We use AWS DynamoDb for a number of microservices for the current project at work. We have a DynamoDb table used for caching a certain type of entity similar to this.
[DynamoDBTable("book-cache")]
public class Book
{
[DynamoDBHashKey]
public Guid Id { get; set; }
[DynamoDBGlobalSecondaryIndexHashKey]
public string Reference { get; set; }
public bool IsActive { get; set; }
// More properties here
}
There can be multiple books in the table with the same reference, but there can only be ONE active book per reference at a time. When the user searches for the same book reference, a new cache will be created and this same cache will be used in all other searches. The book cache becomes inactive once it is used in an order transaction. Because of that, when we query the table to get the active book by reference, we use GetNextSetAsync method from IDynamoDBContext.FromQueryAsync instead of GetRemainingAsync method as we thought we should get back the active book in the first result set.
public async Task<Book> GetByReference(string reference)
{
var queryFilter = new QueryFilter();
queryFilter.AddCondition("Reference", QueryOperator.Equal, reference);
queryFilter.AddCondition("IsActive", QueryOperator.Equal, 1);
var results = await _dbContext.FromQueryAsync<Book>(new QueryOperationConfig
{
IndexName = "Reference_GSI",
Filter = queryFilter
})
.GetNextSetAsync();
return results.FirstOrDefault();
}
Now that we have large enough amount of data in the database table, I notice there are many active records for the same book reference. After a bit of debugging, I find that the GetByReference always returns null. This is strange as I can see there are many active records for the same book reference. So I thought I changed the code so that it keeps getting next result set until it is finished.

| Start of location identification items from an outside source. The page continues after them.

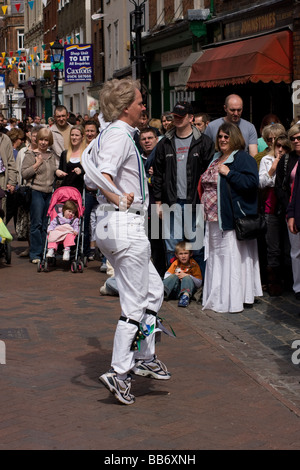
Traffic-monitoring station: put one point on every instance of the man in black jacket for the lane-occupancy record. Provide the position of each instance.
(181, 158)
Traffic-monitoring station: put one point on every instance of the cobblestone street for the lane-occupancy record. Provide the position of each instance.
(233, 383)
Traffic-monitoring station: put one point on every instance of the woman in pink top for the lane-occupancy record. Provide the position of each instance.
(275, 232)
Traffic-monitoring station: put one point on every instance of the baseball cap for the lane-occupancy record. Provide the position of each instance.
(182, 108)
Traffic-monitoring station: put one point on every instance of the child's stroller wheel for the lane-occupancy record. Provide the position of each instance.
(80, 266)
(74, 267)
(7, 253)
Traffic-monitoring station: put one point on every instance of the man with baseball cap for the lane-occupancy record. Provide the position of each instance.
(181, 158)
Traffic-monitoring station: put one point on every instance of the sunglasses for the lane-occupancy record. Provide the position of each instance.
(224, 136)
(282, 146)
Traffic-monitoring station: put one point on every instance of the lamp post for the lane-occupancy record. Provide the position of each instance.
(136, 26)
(10, 91)
(57, 55)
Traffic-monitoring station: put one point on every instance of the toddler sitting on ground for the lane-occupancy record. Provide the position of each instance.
(183, 277)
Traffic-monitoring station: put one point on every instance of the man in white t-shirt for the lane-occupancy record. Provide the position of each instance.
(233, 108)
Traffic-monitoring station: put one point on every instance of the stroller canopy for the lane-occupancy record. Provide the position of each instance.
(63, 194)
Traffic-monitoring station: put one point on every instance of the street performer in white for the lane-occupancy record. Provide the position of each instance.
(113, 164)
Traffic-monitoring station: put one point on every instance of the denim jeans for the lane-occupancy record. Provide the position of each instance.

public async Task<Book> GetByReference(string reference)
{
var queryFilter = new QueryFilter();
queryFilter.AddCondition("Reference", QueryOperator.Equal, reference);
queryFilter.AddCondition("IsActive", QueryOperator.Equal, 1);
var query = await _dbContext.FromQueryAsync<Book>(new QueryOperationConfig
{
IndexName = "Reference_GSI",
Filter = queryFilter
});
var results = await query.GetNextSetAsync();
while (!query.IsDone)
{
results.AddRange(await query.GetNextSetAsync());
}
return results.FirstOrDefault();
}
What I find is that the first iteration returns empty result, then 13 for the next, 24 for the one after and so on. This explains why there are many active records for the same book reference as the first result set returns empty so a new cache is created for every search. Given this behaviour, it is probably safer to use GetRemainingAsync method instead. This method now looks like below
public async Task<Book> GetByReference(string reference)
{
var queryFilter = new QueryFilter();
queryFilter.AddCondition("Reference", QueryOperator.Equal, reference);
queryFilter.AddCondition("IsActive", QueryOperator.Equal, 1);
var results = await _dbContext.FromQueryAsync<Book>(new QueryOperationConfig
{
IndexName = "Reference_GSI",
Filter = queryFilter
})
.GetRemainingAsync();
return results.FirstOrDefault();
}